Lettre de mai 2022. Les montagnes de la grande île de Honshu sont désormais toutes drapées d’une large coiffe verte aux infinies nuances, les arbres semblent épris d’une nouvelle vigueur, les azalées côtoient les premiers hortensias. Tout l’Archipel respire un printemps sortant de la floraison des cerisiers. Dans nos montagnes où l’eau abonde, les grenouilles sont revenues accompagner par leurs chants nos méditations nocturnes, sorte de liturgie naturelle d’une saison déjà bien entamée.
Les derniers légumes d’hiver ayant été consommés et les premières récoltes de l’année tardant à venir, le printemps est pour nous la saison des sansai, ces herbes comestibles qui couvrent les montagnes du Japon des campagnes. Warabi, tiges de fuki, feuilles de mitsuba… c’est tout un orchestre de plantes sauvages trouvées dans les forêts entourant le temple qui compose désormais le menu quotidien. Préparées le plus souvent en friture ou ajoutées à l’indispensable soupe miso, ces herbes composeront le pilier de notre alimentation durant plusieurs semaines.

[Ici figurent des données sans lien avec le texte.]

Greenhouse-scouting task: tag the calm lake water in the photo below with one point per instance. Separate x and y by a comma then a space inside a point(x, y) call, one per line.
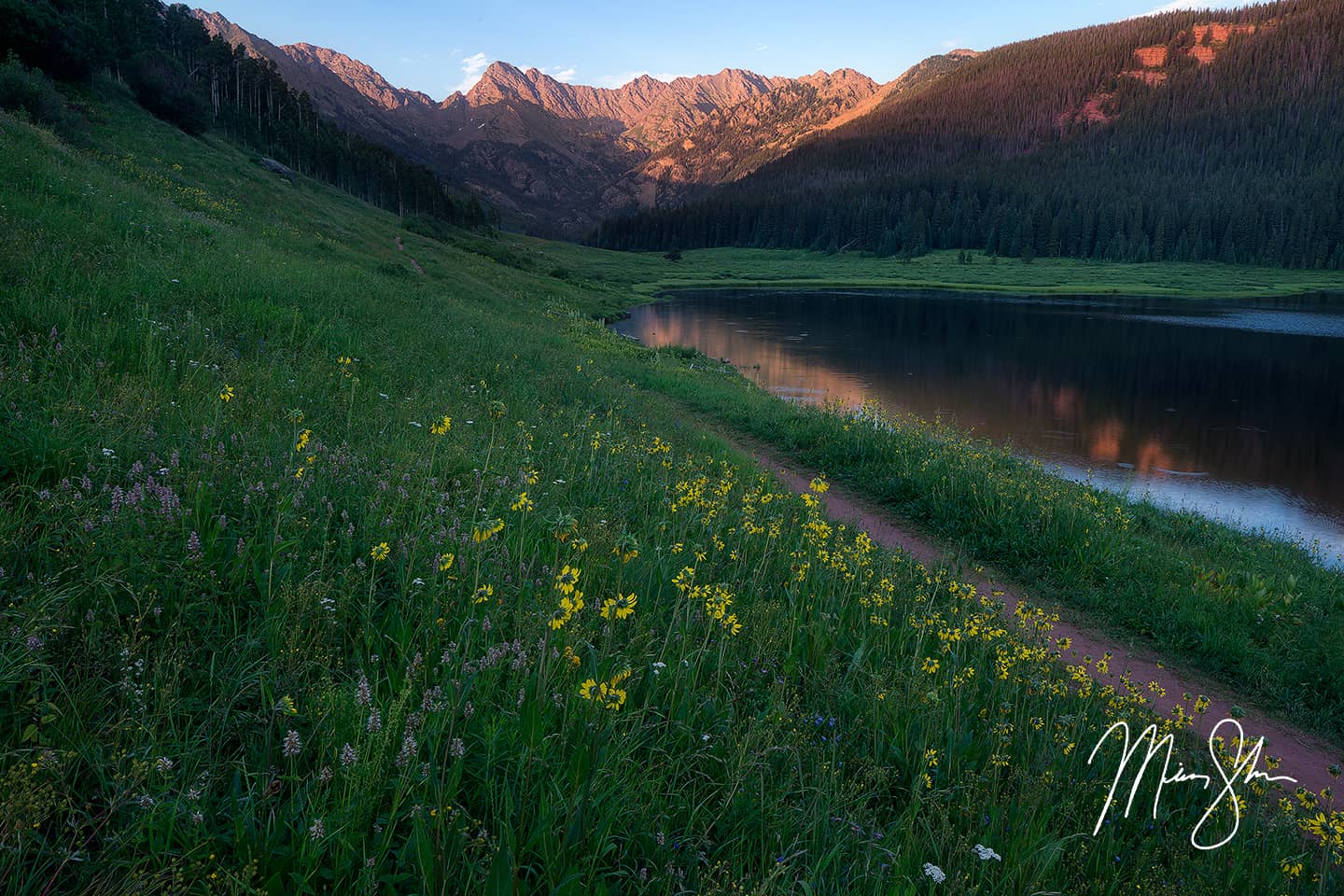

Mais cette belle saison est avant tout celle où le riz, préalablement planté sous serre, est repiqué. Les rizières ont été préparées, fertilisées, recouvertes d’eau, drainées et aplanies. Puis, dans une journée de grand soleil, nous avons annulé nos séances de méditation pour nous consacrer uniquement au riz, mis en terre à la main. Une journée entière, de l’aube au coucher du soleil, fut nécessaire pour venir à bout des deux rizières, qui donneront dans le meilleur des cas environ 600 kilos de riz. Désormais, le soin presque quotidien du riz occupe une grande partie de notre temps et chacun veille sur les jeunes plants comme un parent inquiet veillerait sur un enfant fébrile.
Un mariage officiel
Ce mois-ci, je me suis cependant éclipsé du temple pour rejoindre cette ancienne capitale impériale que j’aime tant, Kyoto, ville où je me suis marié officiellement, en attendant la cérémonie religieuse, plus formelle. Dans le bouddhisme ancien, le célibat était imposé aux moines, qui étaient d’abord définis comme des renonçants, « sortis du foyer » (shukke, en japonais). Bien loin de son origine indienne, le bouddhisme japonais s’est lentement sécularisé et transformé pour se confondre avec la culture ordinaire, adoptant des codes antérieurs à son arrivée sur l’Archipel.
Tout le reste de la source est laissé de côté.